In the case of Medicare, the provider must either accept the Medicare rates or not treat the patient for any charge, if the patient is not otherwise insured. "Balance billing" to add to the Medicare reimbursements is prohibited by law.
October 14, 2009 7:33 PM | Reply | Permalink
As I understand it, one problem that the Mayo Clinic has with Medicare (although this may be a different branch) is less that Medicare isn't paying enough per se (that is, not that they are not reimbursing enough for procedures), and is more that Medicare payments are based on fee-for-service that encourages extra services whereas the Mayo Clinic is trying to operate more on a pay-for-performance basis.
Put another way, the Mayo Clinic is trying to work on a payment model that does not encourage unnecessary testing and procedures; unfortunately, by providing fewer procedures they reduce their Medicare reimbursement to the point where they lose money, because Medicare reimbursement is designed based on the number of tests and procedures run.
It seems to me that if the Mayo Clinic is really improving efficiency and "bang-for-the-buck," perhaps the government ought to create a new "Part" to Medicare (Part E?) which has a different payment schedule and is designed to be used at places that use business models that are not based on "more procedures = more fees."
October 14, 2009 8:14 PM | Reply | Permalink
I think Mayo in Minnesota has been pioneering better healthcare delivery paradigms, as you suggest.

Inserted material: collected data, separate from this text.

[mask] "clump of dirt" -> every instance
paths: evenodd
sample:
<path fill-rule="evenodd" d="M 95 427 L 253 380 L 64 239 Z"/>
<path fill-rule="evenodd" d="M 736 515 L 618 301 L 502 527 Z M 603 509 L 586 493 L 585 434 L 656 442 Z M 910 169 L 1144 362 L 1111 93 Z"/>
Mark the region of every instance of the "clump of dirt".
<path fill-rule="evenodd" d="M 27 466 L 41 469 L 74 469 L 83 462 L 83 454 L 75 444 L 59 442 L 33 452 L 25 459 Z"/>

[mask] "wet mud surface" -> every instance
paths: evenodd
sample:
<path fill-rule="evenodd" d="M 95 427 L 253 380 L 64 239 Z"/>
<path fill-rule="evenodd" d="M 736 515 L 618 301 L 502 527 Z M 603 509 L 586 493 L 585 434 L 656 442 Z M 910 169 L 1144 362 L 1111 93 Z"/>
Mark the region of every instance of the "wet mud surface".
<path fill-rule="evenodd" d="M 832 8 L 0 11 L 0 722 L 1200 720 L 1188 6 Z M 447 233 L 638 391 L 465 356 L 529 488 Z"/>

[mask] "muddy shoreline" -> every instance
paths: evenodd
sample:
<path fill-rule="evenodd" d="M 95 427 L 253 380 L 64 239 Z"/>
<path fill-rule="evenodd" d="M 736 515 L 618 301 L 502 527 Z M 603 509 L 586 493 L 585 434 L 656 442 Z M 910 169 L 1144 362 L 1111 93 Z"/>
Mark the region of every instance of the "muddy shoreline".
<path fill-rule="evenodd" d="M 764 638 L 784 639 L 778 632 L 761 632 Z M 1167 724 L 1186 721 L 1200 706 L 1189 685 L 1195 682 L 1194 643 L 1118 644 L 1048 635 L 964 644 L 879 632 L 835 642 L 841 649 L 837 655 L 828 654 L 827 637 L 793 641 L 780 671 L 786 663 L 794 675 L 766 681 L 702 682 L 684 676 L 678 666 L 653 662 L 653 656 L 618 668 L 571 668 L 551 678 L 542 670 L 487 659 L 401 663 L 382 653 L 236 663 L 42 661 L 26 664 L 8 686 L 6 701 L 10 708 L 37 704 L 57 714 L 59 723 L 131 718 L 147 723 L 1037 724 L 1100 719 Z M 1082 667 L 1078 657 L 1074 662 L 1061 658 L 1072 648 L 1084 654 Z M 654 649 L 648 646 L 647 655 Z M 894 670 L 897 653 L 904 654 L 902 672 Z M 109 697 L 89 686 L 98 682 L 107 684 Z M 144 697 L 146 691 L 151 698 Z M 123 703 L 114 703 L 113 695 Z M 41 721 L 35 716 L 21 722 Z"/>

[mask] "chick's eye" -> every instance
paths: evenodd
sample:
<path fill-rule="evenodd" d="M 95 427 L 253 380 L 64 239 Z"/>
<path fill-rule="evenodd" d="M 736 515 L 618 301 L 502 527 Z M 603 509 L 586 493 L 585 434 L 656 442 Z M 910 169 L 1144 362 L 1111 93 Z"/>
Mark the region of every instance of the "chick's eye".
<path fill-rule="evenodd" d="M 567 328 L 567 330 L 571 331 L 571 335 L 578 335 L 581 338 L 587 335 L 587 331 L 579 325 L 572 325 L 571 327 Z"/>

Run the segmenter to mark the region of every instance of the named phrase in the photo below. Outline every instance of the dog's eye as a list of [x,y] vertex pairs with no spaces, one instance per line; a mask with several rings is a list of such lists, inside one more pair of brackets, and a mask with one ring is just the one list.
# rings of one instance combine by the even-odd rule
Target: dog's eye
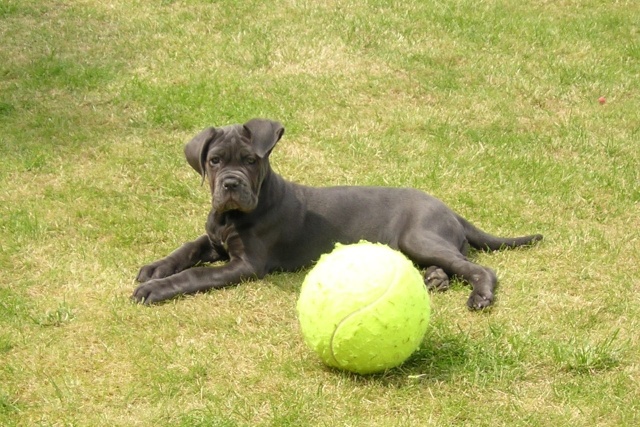
[[218,163],[220,163],[220,157],[218,156],[213,156],[212,158],[209,159],[209,164],[211,166],[217,165]]
[[248,165],[252,165],[256,162],[256,158],[255,157],[247,157],[244,159],[244,162]]

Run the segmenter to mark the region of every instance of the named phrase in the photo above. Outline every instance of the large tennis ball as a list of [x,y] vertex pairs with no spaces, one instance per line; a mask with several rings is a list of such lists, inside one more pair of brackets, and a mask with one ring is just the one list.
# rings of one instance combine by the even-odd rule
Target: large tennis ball
[[424,339],[429,294],[403,254],[382,244],[336,245],[307,274],[297,304],[307,345],[324,363],[370,374],[403,363]]

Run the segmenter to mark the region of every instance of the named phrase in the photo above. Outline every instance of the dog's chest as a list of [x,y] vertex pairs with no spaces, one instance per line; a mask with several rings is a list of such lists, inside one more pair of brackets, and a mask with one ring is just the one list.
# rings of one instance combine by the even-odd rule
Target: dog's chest
[[226,215],[213,211],[207,218],[206,231],[211,245],[217,249],[224,249],[227,253],[235,240],[234,236],[238,235],[234,223]]

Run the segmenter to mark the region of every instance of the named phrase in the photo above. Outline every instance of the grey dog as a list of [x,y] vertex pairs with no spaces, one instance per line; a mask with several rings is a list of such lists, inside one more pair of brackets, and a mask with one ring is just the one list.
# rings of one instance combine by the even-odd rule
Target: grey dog
[[[464,279],[473,287],[467,305],[483,309],[493,303],[497,278],[467,259],[469,245],[493,251],[542,239],[492,236],[415,189],[288,182],[269,165],[283,133],[278,122],[252,119],[204,129],[187,143],[187,161],[211,188],[206,234],[142,267],[135,301],[150,304],[299,270],[337,242],[367,240],[398,249],[426,268],[429,288],[448,287],[451,276]],[[216,261],[226,262],[203,265]]]

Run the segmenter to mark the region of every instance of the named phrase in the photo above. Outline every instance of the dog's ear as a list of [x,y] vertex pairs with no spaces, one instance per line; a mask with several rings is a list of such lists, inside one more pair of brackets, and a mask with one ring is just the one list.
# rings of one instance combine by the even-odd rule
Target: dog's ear
[[284,134],[282,124],[267,119],[251,119],[244,128],[249,132],[251,144],[260,158],[268,156]]
[[207,148],[215,135],[216,128],[206,128],[184,146],[184,156],[187,158],[187,162],[202,175],[202,178],[206,172],[204,163],[207,161]]

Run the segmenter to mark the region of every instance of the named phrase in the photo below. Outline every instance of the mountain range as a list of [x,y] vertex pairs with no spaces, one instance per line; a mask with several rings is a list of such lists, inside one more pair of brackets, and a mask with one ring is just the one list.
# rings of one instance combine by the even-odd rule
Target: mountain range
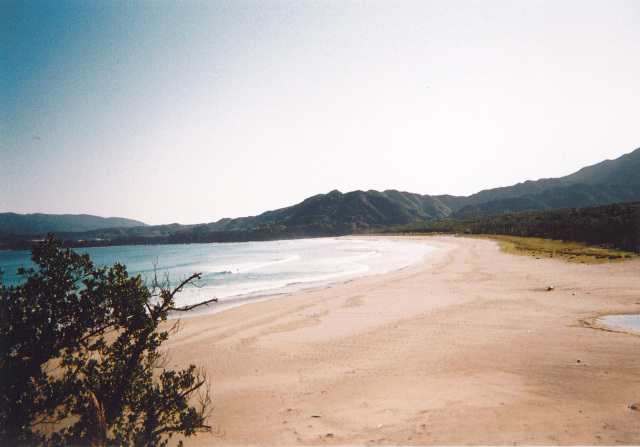
[[0,213],[0,231],[14,234],[71,233],[146,225],[122,217],[98,217],[89,214]]
[[0,232],[25,235],[24,239],[52,231],[72,244],[84,245],[267,240],[364,233],[449,217],[633,201],[640,201],[640,148],[565,177],[529,180],[465,197],[395,190],[343,194],[335,190],[258,216],[200,225],[145,226],[128,219],[4,213],[0,214]]

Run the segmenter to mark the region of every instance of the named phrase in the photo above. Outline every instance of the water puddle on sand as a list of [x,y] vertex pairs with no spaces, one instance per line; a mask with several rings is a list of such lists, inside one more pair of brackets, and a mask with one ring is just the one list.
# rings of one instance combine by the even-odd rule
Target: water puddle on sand
[[598,321],[614,329],[640,333],[640,315],[609,315]]

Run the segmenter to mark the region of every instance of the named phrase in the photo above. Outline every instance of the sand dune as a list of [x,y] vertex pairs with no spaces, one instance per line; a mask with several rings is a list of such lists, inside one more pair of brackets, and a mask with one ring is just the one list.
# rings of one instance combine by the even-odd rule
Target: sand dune
[[[640,444],[640,263],[424,237],[424,262],[186,318],[170,366],[212,379],[203,445]],[[547,291],[553,285],[553,291]]]

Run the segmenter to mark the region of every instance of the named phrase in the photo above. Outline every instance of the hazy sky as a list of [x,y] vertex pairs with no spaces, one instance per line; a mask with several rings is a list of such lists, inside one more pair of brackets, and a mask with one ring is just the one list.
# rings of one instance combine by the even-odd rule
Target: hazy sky
[[0,2],[0,212],[468,195],[640,146],[640,0]]

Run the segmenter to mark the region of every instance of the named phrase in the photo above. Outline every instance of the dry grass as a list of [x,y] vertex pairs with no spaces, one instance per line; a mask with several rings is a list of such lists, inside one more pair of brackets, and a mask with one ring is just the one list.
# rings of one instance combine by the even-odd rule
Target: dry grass
[[568,262],[582,264],[619,262],[638,257],[634,253],[591,246],[580,242],[499,235],[465,235],[464,237],[481,237],[497,241],[502,251],[511,254],[535,256],[537,258],[559,258]]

The decision to exclude Medicare patients in Arizona has been interpreted as a signal that Mayo is displeased with proposed reforms that will reduce reimbursements and simply wants to halt that process. For more on this, see
http://www.healthbeatblog.com/2009/10/mayo-clinic-family-medicine-in-arrowhead-arizona-will-no-longer-take-medicare-patients-.html
October 14, 2009 9:13 PM | Reply | Permalink
Many providers refuse to take non-emergency cases without the kind of insurance they find acceptable.
That's really sad. But when patients are commodities, I guess you just want to buy the stocks that give the best return on investment. Sad, it is very, very sad.

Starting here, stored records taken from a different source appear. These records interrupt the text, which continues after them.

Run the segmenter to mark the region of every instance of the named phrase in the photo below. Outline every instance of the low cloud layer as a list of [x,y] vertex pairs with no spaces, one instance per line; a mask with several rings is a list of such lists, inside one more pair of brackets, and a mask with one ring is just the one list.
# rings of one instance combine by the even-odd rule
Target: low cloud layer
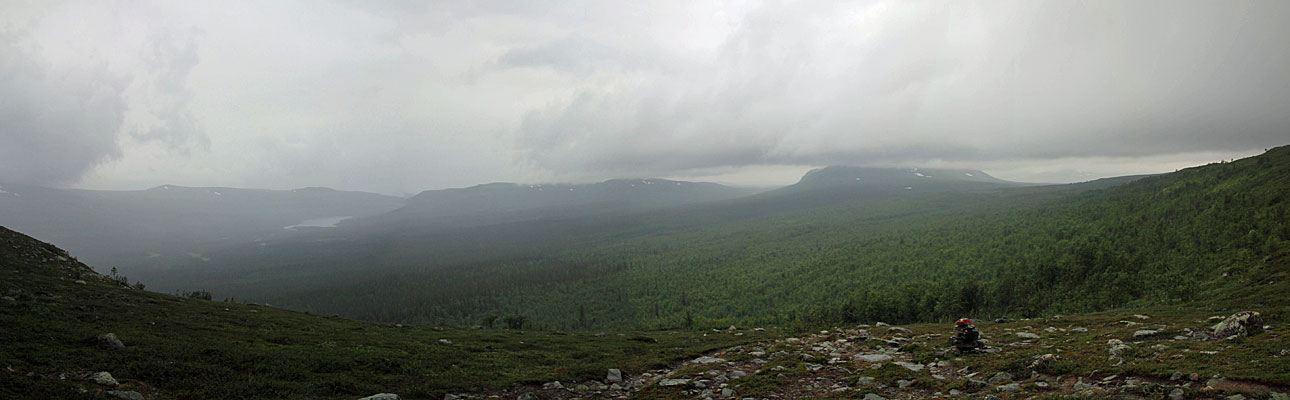
[[1290,137],[1285,7],[1175,5],[1191,7],[764,7],[691,69],[530,113],[524,143],[560,171],[660,173],[1152,156]]
[[1277,1],[0,11],[8,182],[408,193],[829,164],[1075,181],[1290,138]]

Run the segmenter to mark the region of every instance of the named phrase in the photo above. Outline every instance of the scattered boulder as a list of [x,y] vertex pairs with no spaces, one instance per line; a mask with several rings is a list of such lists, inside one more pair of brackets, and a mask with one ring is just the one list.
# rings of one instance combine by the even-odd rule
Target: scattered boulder
[[100,372],[95,372],[93,374],[90,374],[89,380],[94,381],[94,383],[97,383],[103,386],[116,386],[120,384],[116,381],[116,378],[113,378],[112,374],[108,373],[107,371],[100,371]]
[[1108,340],[1106,344],[1108,346],[1111,346],[1111,348],[1107,350],[1107,352],[1110,353],[1111,355],[1110,357],[1107,358],[1107,362],[1115,363],[1114,365],[1123,364],[1124,357],[1121,354],[1123,354],[1125,351],[1128,351],[1129,349],[1132,348],[1132,347],[1129,347],[1129,345],[1124,344],[1124,341],[1120,339]]
[[1147,336],[1154,336],[1154,335],[1155,335],[1155,334],[1157,334],[1157,333],[1160,333],[1160,331],[1152,330],[1152,329],[1143,329],[1143,330],[1139,330],[1139,331],[1134,331],[1134,332],[1133,332],[1133,337],[1147,337]]
[[1263,328],[1263,317],[1256,311],[1241,311],[1214,325],[1215,339],[1227,339],[1258,333]]
[[914,331],[909,330],[909,328],[901,328],[901,327],[898,327],[898,326],[897,326],[897,327],[892,327],[891,329],[888,329],[887,331],[888,331],[888,332],[900,332],[900,333],[903,333],[903,334],[906,334],[906,335],[909,335],[909,334],[913,334],[913,333],[914,333]]
[[538,400],[538,396],[533,392],[528,392],[516,396],[515,400]]
[[560,381],[547,382],[542,384],[542,389],[543,390],[564,389],[564,384],[560,383]]
[[726,359],[724,359],[724,358],[716,358],[716,357],[703,356],[703,357],[699,357],[699,358],[694,359],[694,362],[695,362],[696,364],[717,364],[717,363],[723,363],[723,362],[726,362]]
[[887,400],[887,398],[873,393],[865,393],[864,400]]
[[1290,395],[1279,392],[1268,393],[1268,398],[1272,400],[1290,400]]
[[910,362],[904,362],[904,361],[896,361],[896,362],[894,362],[894,363],[892,363],[892,364],[896,364],[896,365],[899,365],[899,366],[905,367],[905,369],[910,370],[910,371],[914,371],[914,372],[918,372],[918,371],[922,371],[922,370],[923,370],[923,364],[916,364],[916,363],[910,363]]
[[664,379],[658,382],[659,386],[685,386],[689,384],[689,379]]
[[399,400],[399,395],[394,393],[377,393],[358,400]]
[[998,390],[1000,392],[1015,392],[1015,391],[1021,390],[1021,384],[1009,383],[1007,385],[999,386]]
[[623,381],[623,371],[617,368],[610,368],[609,373],[605,374],[605,382],[620,383]]
[[125,343],[117,339],[115,333],[103,333],[94,337],[94,343],[105,349],[119,350],[125,348]]
[[969,379],[967,381],[967,384],[964,385],[964,387],[968,388],[968,390],[977,390],[977,389],[985,388],[986,386],[989,386],[989,385],[990,384],[986,381]]
[[1007,372],[995,373],[994,375],[990,376],[990,380],[989,380],[991,385],[1001,385],[1011,381],[1012,381],[1012,374],[1009,374]]
[[1032,368],[1032,369],[1033,369],[1033,368],[1039,368],[1040,366],[1043,366],[1044,364],[1047,364],[1047,363],[1050,363],[1050,362],[1053,362],[1053,361],[1057,361],[1059,358],[1060,358],[1060,357],[1057,357],[1057,355],[1056,355],[1056,354],[1052,354],[1052,353],[1043,354],[1043,355],[1038,355],[1038,356],[1035,356],[1034,360],[1030,362],[1030,367],[1029,367],[1029,368]]
[[461,400],[461,397],[455,394],[445,394],[443,395],[443,400]]
[[1174,390],[1169,391],[1169,400],[1182,400],[1185,398],[1187,398],[1187,392],[1184,392],[1182,388],[1174,388]]
[[107,394],[128,400],[143,400],[143,393],[133,390],[109,390]]
[[[761,328],[758,328],[761,329]],[[731,388],[721,389],[721,397],[735,397],[735,391]]]
[[1030,332],[1017,332],[1017,337],[1022,339],[1039,339],[1039,335]]
[[852,356],[851,359],[868,363],[879,363],[892,360],[891,356],[886,354],[856,354],[855,356]]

October 15, 2009 12:45 AM | Reply | Permalink
Moderating prices for health care will be a very tough business because it is difficult to associate costs with specific procedures and patients, as well as to determine whether the procedures and services are appropriate for the patients.
A provider, such as a hospital hss a variety of costs, many of which are not associated with the care of any given patient. For example, it may have a parking ramp, a cafeteria, adminstrative offices, conference rooms, etc, for which it has depreciation costs and operating fixed costs. It also has variable costs such as billing, insurance, adminstration, community outreach, etc, that are not associated with patients. All of these costs have to be recovered by being spread out and "loaded" into the prices charged patients for specific services, such as occupying a bed for a day, using an operating room for a procedure, or staying in the ICU for a day.
The other problem is that it is difficult to determine whether a service is appropriate. If a doctor consults with a patient on treatment alternatives, should that consult take 15 minutes, 30 minutes, or an hour? It may depend on the condition of the patient, the stage of the disease, the availability of facilities in the area, and the insurance/finances of the patient. If you pay a flat rate for the consultation, then you are telling the doctor to spend some fixed number of minutes per patient, whether that is appropriate or not. If you pay by the hour, then doctors may be obtuse and long-winded to increase billings on a slow day.
These are problems in price setting on the supply side. On the demand side, we have price insensitivity by the patient, especially if a third party is paying most of the price.
This is why free market principles don't really work for health care.